Wie zich aan de kunst waagt, zal ook het gevoel van machteloosheid leren kennen. Maar hij zal het nimmer betreuren dat hij er zich mee opgehouden heeft.
Wetenschap doet niet anders dan de mens van zijn natuur vervreemden.
De ignorantia docta heeft mij niet veel kwaad gedaan.
Politiek is leugen en verraad.
Ik heb nooit anders verwacht dan daar leugenaars en verraders te zullen aantreffen.

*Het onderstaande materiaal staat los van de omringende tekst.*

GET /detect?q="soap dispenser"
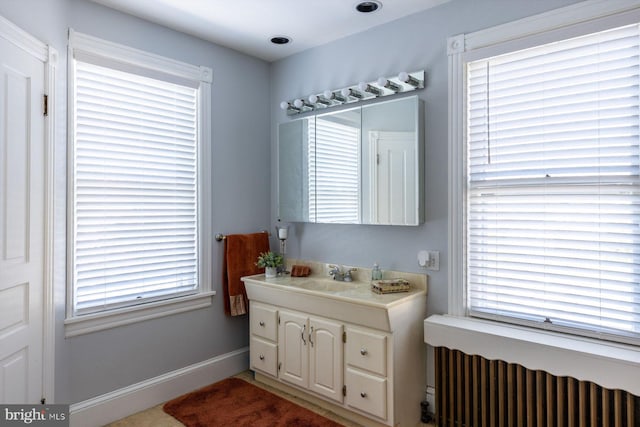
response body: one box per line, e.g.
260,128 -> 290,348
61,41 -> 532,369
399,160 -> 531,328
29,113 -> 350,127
371,263 -> 382,280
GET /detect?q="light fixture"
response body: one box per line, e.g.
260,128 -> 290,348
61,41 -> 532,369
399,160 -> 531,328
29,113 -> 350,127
398,71 -> 423,87
340,87 -> 362,99
376,77 -> 402,92
356,1 -> 382,13
309,95 -> 331,105
323,89 -> 347,104
293,99 -> 313,110
280,70 -> 425,116
271,36 -> 291,45
280,101 -> 300,113
358,82 -> 382,96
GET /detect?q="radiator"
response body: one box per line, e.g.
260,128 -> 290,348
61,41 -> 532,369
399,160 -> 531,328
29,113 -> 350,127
434,347 -> 640,427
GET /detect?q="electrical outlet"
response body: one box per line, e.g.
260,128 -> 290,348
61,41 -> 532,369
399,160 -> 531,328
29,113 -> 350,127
418,251 -> 440,271
426,251 -> 440,271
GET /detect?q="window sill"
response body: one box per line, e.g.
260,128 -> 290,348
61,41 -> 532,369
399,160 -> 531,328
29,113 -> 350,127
64,291 -> 216,338
424,315 -> 640,396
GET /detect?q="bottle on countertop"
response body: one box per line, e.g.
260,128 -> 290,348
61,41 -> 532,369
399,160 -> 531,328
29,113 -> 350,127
371,263 -> 382,280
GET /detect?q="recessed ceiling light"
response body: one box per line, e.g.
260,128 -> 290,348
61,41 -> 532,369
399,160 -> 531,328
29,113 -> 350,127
356,1 -> 382,13
271,36 -> 291,44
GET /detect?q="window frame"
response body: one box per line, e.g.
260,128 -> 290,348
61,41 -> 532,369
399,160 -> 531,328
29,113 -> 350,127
436,0 -> 640,394
65,29 -> 215,337
447,0 -> 640,317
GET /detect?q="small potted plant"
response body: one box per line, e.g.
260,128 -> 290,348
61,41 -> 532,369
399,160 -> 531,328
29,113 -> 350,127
256,251 -> 284,279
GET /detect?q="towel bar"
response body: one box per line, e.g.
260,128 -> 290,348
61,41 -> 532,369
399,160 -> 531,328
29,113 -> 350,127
214,230 -> 271,242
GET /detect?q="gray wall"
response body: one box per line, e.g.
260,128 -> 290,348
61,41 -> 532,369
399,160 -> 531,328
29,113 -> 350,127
0,0 -> 271,403
0,0 -> 576,412
270,0 -> 577,384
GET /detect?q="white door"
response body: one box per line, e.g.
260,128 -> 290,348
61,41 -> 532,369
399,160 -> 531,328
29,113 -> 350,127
278,311 -> 309,388
0,30 -> 45,403
309,317 -> 344,403
369,131 -> 418,225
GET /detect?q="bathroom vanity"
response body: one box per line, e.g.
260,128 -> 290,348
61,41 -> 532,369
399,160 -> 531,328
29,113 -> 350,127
243,261 -> 427,426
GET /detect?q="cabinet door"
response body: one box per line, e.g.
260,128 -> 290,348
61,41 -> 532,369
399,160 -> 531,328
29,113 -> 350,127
249,336 -> 278,377
249,301 -> 278,341
278,311 -> 309,388
308,317 -> 343,403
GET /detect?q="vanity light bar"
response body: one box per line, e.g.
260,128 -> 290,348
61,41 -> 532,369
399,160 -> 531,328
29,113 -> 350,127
280,70 -> 425,116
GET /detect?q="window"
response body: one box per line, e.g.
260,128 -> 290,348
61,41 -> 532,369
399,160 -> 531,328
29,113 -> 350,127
68,32 -> 211,332
309,116 -> 360,224
466,25 -> 640,344
449,3 -> 640,344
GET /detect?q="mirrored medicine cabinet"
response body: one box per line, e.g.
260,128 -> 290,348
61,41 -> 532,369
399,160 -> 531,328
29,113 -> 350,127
277,96 -> 424,225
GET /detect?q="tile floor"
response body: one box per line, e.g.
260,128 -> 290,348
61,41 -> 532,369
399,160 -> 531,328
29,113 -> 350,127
109,371 -> 433,427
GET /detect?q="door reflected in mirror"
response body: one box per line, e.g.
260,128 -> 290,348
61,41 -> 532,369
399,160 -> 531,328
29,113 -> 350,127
278,96 -> 424,225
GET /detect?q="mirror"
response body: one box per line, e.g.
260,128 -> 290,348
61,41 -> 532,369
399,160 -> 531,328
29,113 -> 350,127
278,96 -> 424,225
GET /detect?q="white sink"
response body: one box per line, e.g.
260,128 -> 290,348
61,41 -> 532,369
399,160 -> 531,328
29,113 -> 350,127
242,274 -> 426,331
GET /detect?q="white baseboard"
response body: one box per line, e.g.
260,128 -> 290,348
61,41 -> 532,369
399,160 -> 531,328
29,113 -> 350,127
69,347 -> 249,427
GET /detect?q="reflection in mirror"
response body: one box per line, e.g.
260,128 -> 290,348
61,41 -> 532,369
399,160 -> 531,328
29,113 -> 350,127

Maar waarom ben je dan ontgoocheld?
Het zijn degenen die de vraag stellen, die het antwoord weten.
Wat bedoel je toch, Zebedeus, mijn Zebedeus?
Adela, Adela, je weet evengoed als ik dat ik aan de aardse liefde ziek ga.
Wordt je liefde dan niet beantwoord?
Misschien meer dan voor mij of voor haar goed zou zijn.
Waarom ben je dan ongelukkig?
Omdat zij een blanke is en ik een bastaard.
En wat betekent dat, als zij zich daar niet om bekommert?
Maar haar moeder bekommert er zich wel om. Het zou haar moeder doden.
Wat gaat je haar moeder aan?
Ik ben nog niet zo vooruitstrevend om mij daar in het geheel niets van aan te trekken.
En als haar moeder, door een schone droom gewaarschuwd, niets anders koestert dan de vurige wens dat de liefde tussen dit wit maagdekijn en deze vurige bastaard tot werkelijkheid wordt?
Kan dit de waarheid zijn?
Het is de waarheid. Ik zweer.
Dan heb ik mijn geluk in het manzenillenbos gevonden!